Only his best friend Hector gets him, it seems – but Hector has disappeared. For in this alternative world of the 1950s, Standish and Hector live in the Motherland, a fascist regime to whom one must acquiesce or face the harshest punishment.
Jemma Kennedy’s stage adaptation for the Unicorn takes Gardner’s first-person narrative and turns it into a tour-de-force monologue for James Newton’s Standish. Newton relishes Standish’s unique take on the world, his lines freely mixing malapropisms and metaphor in such a manner that we are as freely ensconced into his world as readers of the book would be.
Standish’s world is enhanced by Lucy Sierra’s set, designed to look like the innards of an old cathode ray television, inside which Akhila Krishnan’s video projections help us shift between the boy’s flights of fancy and the darker, sinister encounters with the Motherland’s oppressive forces.
The former benefit from projections of drawings and flipbooks made, and performed live, by James Day’s Hector. They contrast well with the blacks and pin-sharp lines of white – reminiscent of an old television as it powers down – as Standish encounters the sinister man in the leather-coated officer and the Greenflies, the Motherland’s army officers.
As Standish finds himself drawn into the world, the mystery of the building behind his house which may hold the key to the Motherland’s biggest lie, and the mystery of why his Grandfather has an astronaut hidden in the cellar, Kennedy’s script flits between levity and some astonishingly realised scenes of brutality.
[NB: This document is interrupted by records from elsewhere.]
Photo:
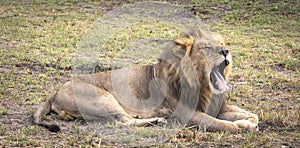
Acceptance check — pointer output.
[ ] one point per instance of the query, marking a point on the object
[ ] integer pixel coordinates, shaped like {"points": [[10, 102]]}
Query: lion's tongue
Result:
{"points": [[221, 83]]}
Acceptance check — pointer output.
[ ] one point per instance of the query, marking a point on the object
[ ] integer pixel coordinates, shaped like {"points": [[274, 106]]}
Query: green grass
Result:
{"points": [[38, 40]]}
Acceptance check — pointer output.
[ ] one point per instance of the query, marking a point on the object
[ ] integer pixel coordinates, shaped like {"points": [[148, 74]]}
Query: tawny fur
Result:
{"points": [[180, 77]]}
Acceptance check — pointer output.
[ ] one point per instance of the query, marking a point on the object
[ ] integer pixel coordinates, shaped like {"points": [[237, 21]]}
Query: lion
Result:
{"points": [[189, 81]]}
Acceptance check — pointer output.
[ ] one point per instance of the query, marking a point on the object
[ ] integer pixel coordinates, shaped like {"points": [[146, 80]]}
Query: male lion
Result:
{"points": [[187, 82]]}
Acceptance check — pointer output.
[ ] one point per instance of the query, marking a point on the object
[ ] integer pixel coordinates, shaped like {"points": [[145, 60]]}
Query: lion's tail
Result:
{"points": [[42, 110]]}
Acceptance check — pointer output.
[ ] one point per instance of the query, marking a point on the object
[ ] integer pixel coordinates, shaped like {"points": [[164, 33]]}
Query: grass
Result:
{"points": [[38, 40]]}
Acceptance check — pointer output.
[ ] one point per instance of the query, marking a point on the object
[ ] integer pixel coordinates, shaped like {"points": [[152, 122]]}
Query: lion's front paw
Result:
{"points": [[246, 125]]}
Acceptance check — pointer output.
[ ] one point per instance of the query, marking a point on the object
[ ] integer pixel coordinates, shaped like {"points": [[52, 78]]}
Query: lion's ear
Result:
{"points": [[185, 42]]}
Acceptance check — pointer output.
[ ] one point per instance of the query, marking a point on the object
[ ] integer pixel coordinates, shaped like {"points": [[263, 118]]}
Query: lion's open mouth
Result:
{"points": [[217, 78]]}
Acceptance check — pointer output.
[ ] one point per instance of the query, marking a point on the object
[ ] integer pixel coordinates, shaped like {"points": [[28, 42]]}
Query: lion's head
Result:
{"points": [[219, 60], [207, 53]]}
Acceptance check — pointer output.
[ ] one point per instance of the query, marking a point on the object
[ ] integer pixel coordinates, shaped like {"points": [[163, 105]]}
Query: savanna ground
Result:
{"points": [[38, 40]]}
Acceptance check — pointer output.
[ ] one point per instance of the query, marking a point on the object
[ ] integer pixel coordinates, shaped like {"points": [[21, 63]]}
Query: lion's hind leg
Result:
{"points": [[242, 118], [95, 103]]}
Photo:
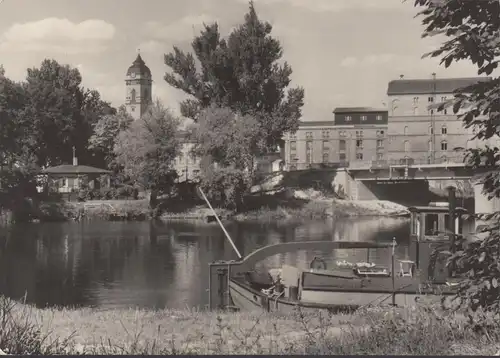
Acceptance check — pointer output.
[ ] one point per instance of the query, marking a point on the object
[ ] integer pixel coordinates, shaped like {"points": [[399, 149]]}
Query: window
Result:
{"points": [[326, 146], [431, 224], [309, 151]]}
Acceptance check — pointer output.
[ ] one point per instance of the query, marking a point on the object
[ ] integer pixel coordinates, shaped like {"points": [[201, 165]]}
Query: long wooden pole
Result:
{"points": [[393, 272], [220, 223]]}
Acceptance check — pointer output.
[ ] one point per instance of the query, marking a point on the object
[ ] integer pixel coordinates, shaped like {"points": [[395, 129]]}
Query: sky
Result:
{"points": [[342, 52]]}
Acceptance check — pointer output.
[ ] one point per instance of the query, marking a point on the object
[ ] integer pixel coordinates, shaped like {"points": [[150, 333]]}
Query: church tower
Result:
{"points": [[139, 84]]}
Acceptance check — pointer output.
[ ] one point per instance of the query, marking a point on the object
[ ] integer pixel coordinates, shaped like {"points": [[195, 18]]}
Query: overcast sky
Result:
{"points": [[343, 52]]}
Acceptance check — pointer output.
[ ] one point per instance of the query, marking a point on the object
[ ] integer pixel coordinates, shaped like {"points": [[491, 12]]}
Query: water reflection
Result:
{"points": [[157, 265]]}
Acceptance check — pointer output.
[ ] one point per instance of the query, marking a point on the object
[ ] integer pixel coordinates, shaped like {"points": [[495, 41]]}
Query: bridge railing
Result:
{"points": [[359, 164]]}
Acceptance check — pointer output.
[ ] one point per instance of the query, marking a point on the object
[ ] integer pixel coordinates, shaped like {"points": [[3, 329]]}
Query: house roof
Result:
{"points": [[426, 86], [357, 110], [74, 169]]}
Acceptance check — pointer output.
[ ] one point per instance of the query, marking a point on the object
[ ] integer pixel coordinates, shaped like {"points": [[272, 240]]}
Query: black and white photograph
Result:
{"points": [[250, 177]]}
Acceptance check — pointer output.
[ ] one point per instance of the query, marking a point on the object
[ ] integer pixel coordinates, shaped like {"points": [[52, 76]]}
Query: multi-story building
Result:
{"points": [[354, 134], [420, 132], [138, 83], [361, 134]]}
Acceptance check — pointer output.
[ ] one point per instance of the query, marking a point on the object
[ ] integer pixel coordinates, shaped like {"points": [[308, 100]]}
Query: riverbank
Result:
{"points": [[422, 331], [284, 206]]}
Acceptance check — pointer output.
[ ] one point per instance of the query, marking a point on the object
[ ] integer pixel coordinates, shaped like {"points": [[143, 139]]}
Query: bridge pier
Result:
{"points": [[482, 204]]}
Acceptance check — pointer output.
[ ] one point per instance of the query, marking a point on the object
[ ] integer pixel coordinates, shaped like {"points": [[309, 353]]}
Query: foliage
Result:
{"points": [[227, 138], [242, 73], [121, 192], [105, 132], [226, 143], [148, 148], [226, 187], [59, 113], [472, 32]]}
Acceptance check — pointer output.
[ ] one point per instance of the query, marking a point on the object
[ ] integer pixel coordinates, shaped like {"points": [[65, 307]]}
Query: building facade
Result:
{"points": [[139, 94], [353, 135], [418, 130]]}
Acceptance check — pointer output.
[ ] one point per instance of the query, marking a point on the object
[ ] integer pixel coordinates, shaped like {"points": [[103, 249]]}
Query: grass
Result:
{"points": [[422, 330]]}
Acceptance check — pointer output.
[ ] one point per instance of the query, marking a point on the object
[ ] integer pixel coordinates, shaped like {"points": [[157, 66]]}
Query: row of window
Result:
{"points": [[444, 130], [364, 118], [326, 134], [326, 144], [327, 158], [430, 99]]}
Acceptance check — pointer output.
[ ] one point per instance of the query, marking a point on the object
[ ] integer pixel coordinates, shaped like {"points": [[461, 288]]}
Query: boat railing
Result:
{"points": [[248, 262]]}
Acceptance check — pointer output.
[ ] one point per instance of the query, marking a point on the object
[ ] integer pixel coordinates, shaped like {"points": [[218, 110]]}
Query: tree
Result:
{"points": [[60, 113], [105, 133], [472, 29], [241, 73], [228, 140], [148, 148]]}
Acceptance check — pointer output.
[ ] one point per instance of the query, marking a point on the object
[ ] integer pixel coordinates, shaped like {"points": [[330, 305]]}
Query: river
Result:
{"points": [[157, 265]]}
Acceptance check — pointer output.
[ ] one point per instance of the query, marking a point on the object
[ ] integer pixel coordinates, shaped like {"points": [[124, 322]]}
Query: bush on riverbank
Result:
{"points": [[25, 329]]}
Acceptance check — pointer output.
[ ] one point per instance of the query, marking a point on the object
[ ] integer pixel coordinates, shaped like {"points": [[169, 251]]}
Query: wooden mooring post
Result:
{"points": [[218, 285]]}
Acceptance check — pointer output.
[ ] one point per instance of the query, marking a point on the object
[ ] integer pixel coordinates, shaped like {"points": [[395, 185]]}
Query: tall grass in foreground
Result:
{"points": [[27, 330]]}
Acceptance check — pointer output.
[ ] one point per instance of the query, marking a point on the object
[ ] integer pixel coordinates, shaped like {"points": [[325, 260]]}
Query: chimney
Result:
{"points": [[75, 159]]}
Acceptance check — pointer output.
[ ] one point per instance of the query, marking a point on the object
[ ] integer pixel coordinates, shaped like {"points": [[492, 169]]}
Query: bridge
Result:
{"points": [[401, 180]]}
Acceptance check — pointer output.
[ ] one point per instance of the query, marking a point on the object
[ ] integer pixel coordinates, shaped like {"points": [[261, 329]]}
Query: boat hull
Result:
{"points": [[246, 298]]}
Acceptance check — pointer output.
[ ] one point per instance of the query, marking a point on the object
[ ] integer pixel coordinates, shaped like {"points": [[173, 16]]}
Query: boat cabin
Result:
{"points": [[433, 222]]}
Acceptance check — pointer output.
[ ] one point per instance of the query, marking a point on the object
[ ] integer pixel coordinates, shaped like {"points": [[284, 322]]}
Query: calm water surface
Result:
{"points": [[158, 265]]}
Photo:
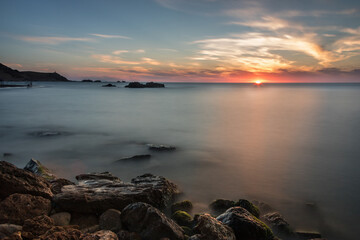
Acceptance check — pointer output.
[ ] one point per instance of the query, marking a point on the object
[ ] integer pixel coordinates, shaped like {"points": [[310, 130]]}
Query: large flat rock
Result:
{"points": [[95, 193], [16, 180]]}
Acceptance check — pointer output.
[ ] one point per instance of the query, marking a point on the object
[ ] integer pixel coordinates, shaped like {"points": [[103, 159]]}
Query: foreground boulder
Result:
{"points": [[149, 222], [37, 226], [18, 207], [37, 168], [208, 228], [245, 225], [15, 180], [96, 193]]}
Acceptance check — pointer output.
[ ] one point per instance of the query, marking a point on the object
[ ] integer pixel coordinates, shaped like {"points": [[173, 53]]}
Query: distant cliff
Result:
{"points": [[8, 74]]}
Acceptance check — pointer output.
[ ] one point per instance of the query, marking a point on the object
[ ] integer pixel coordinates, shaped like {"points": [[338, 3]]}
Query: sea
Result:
{"points": [[293, 146]]}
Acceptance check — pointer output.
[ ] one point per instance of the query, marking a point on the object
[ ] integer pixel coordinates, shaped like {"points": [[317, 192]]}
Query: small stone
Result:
{"points": [[110, 220], [61, 219], [182, 218]]}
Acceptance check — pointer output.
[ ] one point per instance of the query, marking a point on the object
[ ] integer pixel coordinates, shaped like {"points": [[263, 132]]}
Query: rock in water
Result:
{"points": [[15, 180], [209, 228], [110, 220], [245, 225], [18, 207], [36, 167], [161, 147], [278, 224], [98, 194], [149, 222]]}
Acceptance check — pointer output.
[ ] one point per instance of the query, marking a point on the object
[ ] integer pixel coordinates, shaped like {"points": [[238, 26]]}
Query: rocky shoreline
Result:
{"points": [[35, 204]]}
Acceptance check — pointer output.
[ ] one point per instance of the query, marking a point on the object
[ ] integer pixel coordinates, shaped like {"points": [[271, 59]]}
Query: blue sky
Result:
{"points": [[184, 40]]}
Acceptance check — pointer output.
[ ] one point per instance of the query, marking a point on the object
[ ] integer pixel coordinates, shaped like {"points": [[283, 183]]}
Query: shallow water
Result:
{"points": [[285, 144]]}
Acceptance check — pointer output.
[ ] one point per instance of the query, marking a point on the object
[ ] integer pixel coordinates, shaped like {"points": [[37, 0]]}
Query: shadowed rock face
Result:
{"points": [[15, 180], [209, 228], [95, 193], [150, 223], [245, 225]]}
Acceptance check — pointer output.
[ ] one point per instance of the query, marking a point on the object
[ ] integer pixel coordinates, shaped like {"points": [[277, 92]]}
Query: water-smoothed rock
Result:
{"points": [[208, 228], [254, 210], [37, 168], [182, 218], [110, 220], [37, 226], [160, 147], [278, 224], [56, 233], [6, 230], [96, 194], [149, 222], [245, 225], [135, 158], [58, 183], [18, 207], [100, 235], [15, 180], [185, 205], [109, 85], [221, 205], [61, 218]]}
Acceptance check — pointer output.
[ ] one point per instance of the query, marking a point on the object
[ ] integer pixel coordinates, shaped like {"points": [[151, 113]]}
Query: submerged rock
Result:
{"points": [[109, 85], [18, 207], [254, 210], [98, 194], [245, 225], [208, 228], [58, 183], [149, 222], [15, 180], [278, 224], [110, 220], [136, 157], [161, 147], [182, 218], [221, 205], [185, 205], [36, 167]]}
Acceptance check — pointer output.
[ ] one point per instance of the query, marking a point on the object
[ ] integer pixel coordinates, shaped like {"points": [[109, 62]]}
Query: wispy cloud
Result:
{"points": [[52, 40], [109, 36]]}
There’s nothing visually shown – it’s all in Newton’s performance and monologue delivery, which makes some scenes all the more upsetting.
Following the template Gardner set in her original work, Kennedy introduces themes of propaganda, of constant surveillance, of the human spirit’s unfailing inability to be quashed forever. Standish and Hector’s dreams of 1950s Americana – the mythical land of “Croca Cola”, where everybody drives ice cream-coloured Cadillacs and the sun shines in Technicolor – is a proxy for the power of dreaming and imagination in the harshest of circumstances.
It all adds up to a captivating hour of theatre. Newton’s command of the stage dominates for much of it, but when Day joins him as Standish and Hector are reunited, the bond of friendship between two boys caught up in the horrors of such an oppressive regime shines through.
While this may be an adaptation of a book for children, and is playing at the Unicorn, one of London’s principal homes of children’s theatre, this is one of the most powerful, most compelling pieces of theatre for audiences of any age this year. Any adult who fails to catch this superlative show will be missing out.